06.10.2020 Interessa-me particularmente a melancolia
I
Sessenta por
cento do mundo está “apático e desmotivado” segundo as estatísticas. Dois
sentimentos contraditórios. Se a apatia é a “ausência de interesse ou de
resposta a um estímulo” e a desmotivação contempla um estado sem motivação,
consequentemente “sem motivo”, concluímos que um apático apenas mostra
desinteresse pelo estímulo / motivo, enquanto o desmotivado não o tem. Há, ou
não há motivo? Uma simples questão que divide o apático do desmotivado. Há, ou não há futuro?
II
Quer-nos o século vinte e um, demonstrar, que o futuro ficou no milénio anterior
- com as suas visões, utopias e demais projecções de sublime felicidade (alcançada apenas depois da mudança) perdidas na cristalização da grande despesa. O que há de
novo para o futuro? Nada. Nem o passado nos servirá. Um futuro digital e
desumanizado, sem toque e sem cheiro. É o desencanto e não a desmotivação. É a
desilusão e não a apatia.
III
De um lado, a
peste infectada num Conselheiro de Estado, foi neutralizada com o cumprimento das
boas práticas de respeito; do outro, um homem poderoso exige que não se tenha
medo da peste, pois saiu ileso de feridas e mortes. Quis em sorte esta
geografia. Por cá, precisávamos de menos medo; por lá, de mais respeito pelo
outro (e as boas práticas). Uma troca geográfica de acontecimentos teria tido outro benefício pandémico. Pouca sorte.
IV
O melancólico
existe para contemplar
“a sua fragilidade humana e finitude intelectual”. O apático não serve
para nada. E o desmotivado não é um bom consumidor. Dêem motivos ao desmotivado (para consumir ou para consumir-se) e melancolia ao apático para se culpar pela procura. Mas deixem o melancólico em paz, pois ele, a paz, já não alcança.

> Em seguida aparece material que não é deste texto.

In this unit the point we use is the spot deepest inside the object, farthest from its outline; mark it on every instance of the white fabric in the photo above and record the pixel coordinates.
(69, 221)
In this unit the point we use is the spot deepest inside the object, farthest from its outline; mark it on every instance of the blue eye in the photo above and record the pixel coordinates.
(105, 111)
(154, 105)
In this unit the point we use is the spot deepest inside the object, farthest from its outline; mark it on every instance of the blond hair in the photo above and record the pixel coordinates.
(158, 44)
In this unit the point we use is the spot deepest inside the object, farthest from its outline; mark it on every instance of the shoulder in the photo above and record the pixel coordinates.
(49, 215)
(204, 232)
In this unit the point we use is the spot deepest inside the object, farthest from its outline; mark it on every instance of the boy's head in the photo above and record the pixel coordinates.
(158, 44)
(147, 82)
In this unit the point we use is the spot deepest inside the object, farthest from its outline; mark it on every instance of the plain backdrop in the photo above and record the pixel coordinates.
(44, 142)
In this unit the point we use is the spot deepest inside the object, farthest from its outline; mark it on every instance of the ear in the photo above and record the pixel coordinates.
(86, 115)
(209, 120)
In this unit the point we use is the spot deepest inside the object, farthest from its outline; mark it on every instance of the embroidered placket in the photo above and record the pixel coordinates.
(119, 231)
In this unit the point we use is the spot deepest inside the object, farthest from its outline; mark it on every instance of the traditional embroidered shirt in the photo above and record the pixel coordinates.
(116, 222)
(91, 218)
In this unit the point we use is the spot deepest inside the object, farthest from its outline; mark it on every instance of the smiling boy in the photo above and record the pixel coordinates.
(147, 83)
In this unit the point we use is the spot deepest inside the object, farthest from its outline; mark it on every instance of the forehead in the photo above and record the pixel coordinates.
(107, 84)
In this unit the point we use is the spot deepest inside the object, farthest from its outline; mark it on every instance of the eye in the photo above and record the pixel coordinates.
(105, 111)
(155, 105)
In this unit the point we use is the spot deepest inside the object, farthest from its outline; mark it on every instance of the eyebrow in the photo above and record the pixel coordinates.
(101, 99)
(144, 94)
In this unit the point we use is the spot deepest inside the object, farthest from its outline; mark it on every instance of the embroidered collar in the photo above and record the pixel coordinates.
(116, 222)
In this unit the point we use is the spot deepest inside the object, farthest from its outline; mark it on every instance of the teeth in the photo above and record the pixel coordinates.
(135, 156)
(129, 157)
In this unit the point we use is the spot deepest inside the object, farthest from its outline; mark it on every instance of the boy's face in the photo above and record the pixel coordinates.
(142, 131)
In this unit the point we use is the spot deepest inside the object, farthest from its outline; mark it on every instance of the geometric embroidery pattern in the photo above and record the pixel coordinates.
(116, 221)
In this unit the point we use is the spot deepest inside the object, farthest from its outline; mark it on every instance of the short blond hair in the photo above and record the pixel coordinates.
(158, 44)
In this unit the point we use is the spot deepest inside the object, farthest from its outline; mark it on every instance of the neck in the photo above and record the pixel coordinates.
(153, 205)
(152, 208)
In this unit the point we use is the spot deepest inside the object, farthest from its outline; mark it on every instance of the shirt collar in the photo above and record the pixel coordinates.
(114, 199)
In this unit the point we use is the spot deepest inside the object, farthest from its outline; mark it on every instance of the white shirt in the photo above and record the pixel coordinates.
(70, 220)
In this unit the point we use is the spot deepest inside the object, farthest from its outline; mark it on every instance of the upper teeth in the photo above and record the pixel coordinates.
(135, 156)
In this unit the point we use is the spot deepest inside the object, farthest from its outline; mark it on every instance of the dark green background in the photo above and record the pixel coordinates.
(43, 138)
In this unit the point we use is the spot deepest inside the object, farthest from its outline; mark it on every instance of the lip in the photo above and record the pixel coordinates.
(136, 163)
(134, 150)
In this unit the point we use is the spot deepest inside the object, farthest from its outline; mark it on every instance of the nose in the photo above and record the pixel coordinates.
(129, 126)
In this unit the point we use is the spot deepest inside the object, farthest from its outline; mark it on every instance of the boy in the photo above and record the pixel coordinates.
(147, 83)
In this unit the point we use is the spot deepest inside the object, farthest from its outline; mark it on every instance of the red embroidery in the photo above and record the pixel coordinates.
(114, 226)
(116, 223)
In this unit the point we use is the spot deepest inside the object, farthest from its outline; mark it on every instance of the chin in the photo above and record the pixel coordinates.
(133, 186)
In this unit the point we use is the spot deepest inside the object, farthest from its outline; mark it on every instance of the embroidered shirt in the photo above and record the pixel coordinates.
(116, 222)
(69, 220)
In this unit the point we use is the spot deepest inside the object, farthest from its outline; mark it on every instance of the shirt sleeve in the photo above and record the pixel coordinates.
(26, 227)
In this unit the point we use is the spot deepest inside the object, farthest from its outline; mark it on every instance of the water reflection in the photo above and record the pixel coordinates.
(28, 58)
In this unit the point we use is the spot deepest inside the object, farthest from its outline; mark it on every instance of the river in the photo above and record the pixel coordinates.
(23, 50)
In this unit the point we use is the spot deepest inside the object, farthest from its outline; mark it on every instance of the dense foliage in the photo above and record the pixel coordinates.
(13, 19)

Quanto ao tédio é outra-coisa. Não nos entediemos com isso, porque aqui só interessa
pesquisar como o apático se há-de melancolizar.
V
Será que o jovem
Beniamíne (como articula a Filomena Molder) ou outro melancólico famoso, quando
se levanta pela alvorada, está já nutrido de toda a sua plenitude melancólica?
Ou o pelo contrário, desperta-se apático, desencantado, desiludido ou
particularmente desmotivado – entre outros contraditórios – socorrendo-se de um
processo, ritual metafísico ou reza para se teletransportar para a dimensão
melancólica? Precisará, o pleonástico jovem Benjamin, de uma espécie de simbólico túnel, que conecta a apatia (do lado de cá) com a melancolia (do lado do desejo)? Um portal em
perfeito des-equilíbrio entre o passado e o futuro?
VI
“The tunnel symbolizes the road
that leads from the underworld to the world through light. My work should be
interpreted as a guideline for a better future”. Herbert Hamak, o-da imagem
VII
Como se pode
escrever sobre a melancolia sem uma única referência à bílis negra, ou a Durer? É
porque não se falou, afinal, da melancolia. É porque não se está, afinal, melancólico. É porque
não se trespassou ainda, hoje, de tarde, o pórtico. Talvez mais ao final do dia,
quem sabe? Ainda temos tempo, não é? Ainda nem acabámos de construir o pórtico
para a cura. Ainda temos tempo, se tivermos sorte.